Honeywell has added a new platform to its suite of building management technologies that enables multiple buildings to be managed from a single screen as an integrated system, and says the ability to compare performance is generating significant savings.
David Trice, vice president and general manager, Honeywell Connected Enterprise, Buildings, in a press briefing at Honeywell’s recent Asia Pacific user group meeting in Sydney, said Honeywell Forge had been developed in response to demand from customers, some of which need to manage hundreds or even thousands of buildings.
“Think 1000 buildings, managed from your favourite coffee shop,” Trice said. “You’re able to control a building on the other side of the world from a single location with a single click into a single platform.
He said Honeywell when developing Forge, had focussed on a few key areas of building management: predictive maintenance, digital access, space utilisation, and portfolio management, and one of the system’s main benefits was that it enabled a manager to see how different buildings were performing against the same metric, and to then take measures to improve poor performers.
“We’ve taken all that data and aggregated it up into a single dashboard where a CEO or somebody at that level can see how his portfolio is performing.
“We’ve got a way to normalise performance into a score, so you can see on a relative scale how your buildings compare to each other, and then decide, based on that score, where you need to make investment decisions.
“You can drill down into the poor performers and see where you can make investments that will ultimately drive the performance of that building and the portfolio as a whole.”

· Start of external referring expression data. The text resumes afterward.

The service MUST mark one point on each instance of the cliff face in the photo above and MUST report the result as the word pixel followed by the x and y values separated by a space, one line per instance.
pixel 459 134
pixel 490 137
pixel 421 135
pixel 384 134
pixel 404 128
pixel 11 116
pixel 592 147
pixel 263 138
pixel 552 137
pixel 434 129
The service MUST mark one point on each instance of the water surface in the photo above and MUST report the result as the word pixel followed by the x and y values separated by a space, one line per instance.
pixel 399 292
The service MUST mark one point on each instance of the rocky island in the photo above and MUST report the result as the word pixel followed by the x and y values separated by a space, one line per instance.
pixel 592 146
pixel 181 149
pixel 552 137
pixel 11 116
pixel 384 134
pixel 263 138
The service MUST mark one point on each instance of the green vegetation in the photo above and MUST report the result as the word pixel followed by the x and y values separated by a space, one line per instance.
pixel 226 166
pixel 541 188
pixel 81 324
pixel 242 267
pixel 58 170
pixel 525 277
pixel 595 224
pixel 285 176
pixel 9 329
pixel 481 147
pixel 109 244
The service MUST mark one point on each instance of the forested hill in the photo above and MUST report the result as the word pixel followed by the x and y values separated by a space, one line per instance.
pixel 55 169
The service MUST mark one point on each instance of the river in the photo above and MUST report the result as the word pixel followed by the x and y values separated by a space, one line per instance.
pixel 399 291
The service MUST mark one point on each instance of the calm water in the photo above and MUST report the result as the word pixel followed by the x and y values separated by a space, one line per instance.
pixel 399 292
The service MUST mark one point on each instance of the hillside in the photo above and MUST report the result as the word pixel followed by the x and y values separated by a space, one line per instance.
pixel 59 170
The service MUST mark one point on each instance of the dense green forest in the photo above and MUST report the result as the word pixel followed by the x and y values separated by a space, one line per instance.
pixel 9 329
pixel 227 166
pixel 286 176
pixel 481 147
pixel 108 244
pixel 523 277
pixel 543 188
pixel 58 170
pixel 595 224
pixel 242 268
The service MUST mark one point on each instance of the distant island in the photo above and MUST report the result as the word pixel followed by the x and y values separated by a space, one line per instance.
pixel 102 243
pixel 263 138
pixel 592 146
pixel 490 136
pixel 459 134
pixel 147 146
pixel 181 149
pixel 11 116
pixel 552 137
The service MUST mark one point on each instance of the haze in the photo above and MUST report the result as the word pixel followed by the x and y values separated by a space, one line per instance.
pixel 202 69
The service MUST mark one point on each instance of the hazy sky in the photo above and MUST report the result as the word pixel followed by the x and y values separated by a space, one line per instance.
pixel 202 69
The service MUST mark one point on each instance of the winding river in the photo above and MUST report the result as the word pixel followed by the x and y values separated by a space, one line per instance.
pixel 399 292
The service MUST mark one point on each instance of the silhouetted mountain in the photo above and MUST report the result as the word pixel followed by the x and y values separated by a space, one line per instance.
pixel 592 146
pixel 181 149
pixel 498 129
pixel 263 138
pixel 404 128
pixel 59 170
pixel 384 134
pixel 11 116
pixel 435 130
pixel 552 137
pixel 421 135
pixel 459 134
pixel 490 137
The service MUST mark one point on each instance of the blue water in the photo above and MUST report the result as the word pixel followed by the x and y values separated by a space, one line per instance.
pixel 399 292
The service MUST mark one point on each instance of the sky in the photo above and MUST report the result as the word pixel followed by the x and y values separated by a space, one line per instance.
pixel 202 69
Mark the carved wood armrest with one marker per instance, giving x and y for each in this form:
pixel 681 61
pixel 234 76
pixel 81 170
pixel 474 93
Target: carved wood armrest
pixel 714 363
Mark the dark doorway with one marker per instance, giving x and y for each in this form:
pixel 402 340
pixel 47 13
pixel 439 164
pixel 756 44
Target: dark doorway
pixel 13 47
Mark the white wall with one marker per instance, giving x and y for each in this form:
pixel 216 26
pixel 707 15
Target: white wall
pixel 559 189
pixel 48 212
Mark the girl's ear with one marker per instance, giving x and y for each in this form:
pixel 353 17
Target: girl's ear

Trice said a number of early Forge users were seeing reductions in operating expenses of up to 25 percent. “We’re getting tremendous impact for predictive maintenance, from energy optimisation, and delivering bottom line impact to our customers.”
A new approach to building management
He claimed Honeywell Forge was leading users to a new approach to building management.
“A number of our customers are starting to understand that there’s low hanging fruit, that if they can apply a consistent process across in a large number of buildings, it can have a dramatic impact. And being able to see the performance across the portfolio the starting point for understanding where to drive improvements.”
Trice said the challenge in developing Forge had been getting it to cater for building management products other than Honeywell’s.
“We have to have a single way to connect to all of them, not only to get the data out of the building to drive the insights, but also to push the decisions back into the building to drive the control.
“That’s what Honeywell Forge is all about, taking all of that infrastructure, providing access to it through a common interface that we refer to as connectivity as a service: a single interface that gives us a common way to see data, interact with data and drive decisions back.”